Silence of the ISPs
Several of the largest US technology companies have banded together to send a letter to Congress and President Barack Obama asking for tighter constraints on how the federal government can collect personal data.
That there are no major broadband service provider signatures at the end of this letter should come as no surprise.
The letter was signed by eight Internet-related giants -- Google, Apple, Facebook, Twitter, Microsoft, Yahoo, LinkedIn, and AOL. I don't know if any telcos or cable TV companies were asked to join the group or not, but service providers such as AT&T Inc. have already made it pretty clear that they are not going to push back against federal government data collection requests.
In fact, according to an Associated Press report last week, AT&T will not even explain its actions to its own concerned shareholders.
Let's not champion the latest efforts by Google, Apple, and the rest too loudly, since they could have done something like this much earlier, long before it became clear that revelations about the National Security Agency collecting user data from service providers and web firms would not go away. Still, this letter does more in a single stroke than the likes of AT&T have managed to come up with since the spying scandal started.
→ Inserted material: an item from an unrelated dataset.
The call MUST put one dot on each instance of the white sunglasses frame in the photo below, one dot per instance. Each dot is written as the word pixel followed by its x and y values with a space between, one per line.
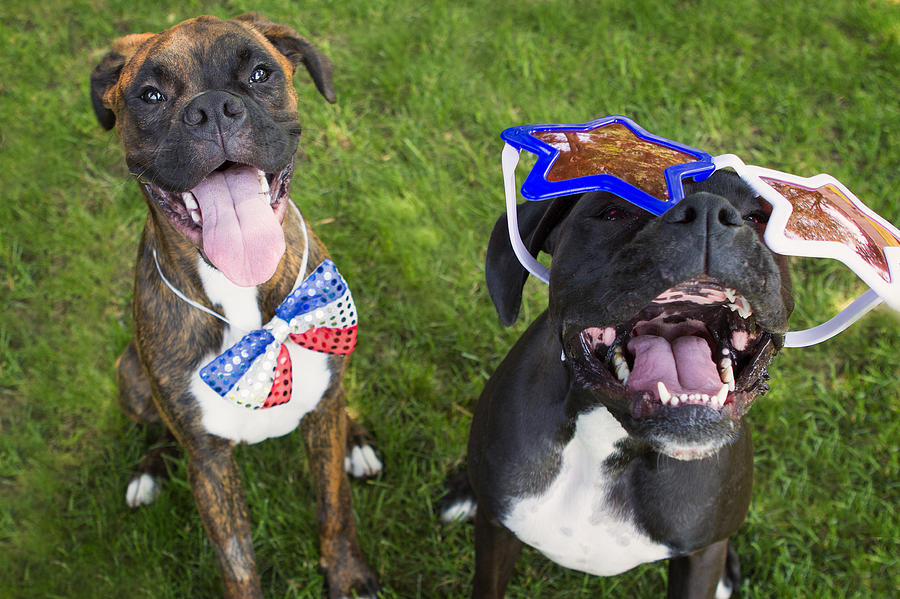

It also puts some focus back on the NSA activities after we have too easily become distracted by the incessant targeting of Huawei Technologies Co. Ltd.. (See Another Day, Another Domestic Spying Revelation; US Senators Stir Up Huawei Security Concerns; and Here Come the WiFi Drones.)
Asking for stricter rules to govern collections of personal data in the future is not even the same thing as taking a stand against the such activities. Nor is it a full explanation of what really happened and how to protect users whose data was collected.
Yet, these other tech giants are trying to do something, symbolic as it may be, while broadband service providers continue to sit silently on the sidelines.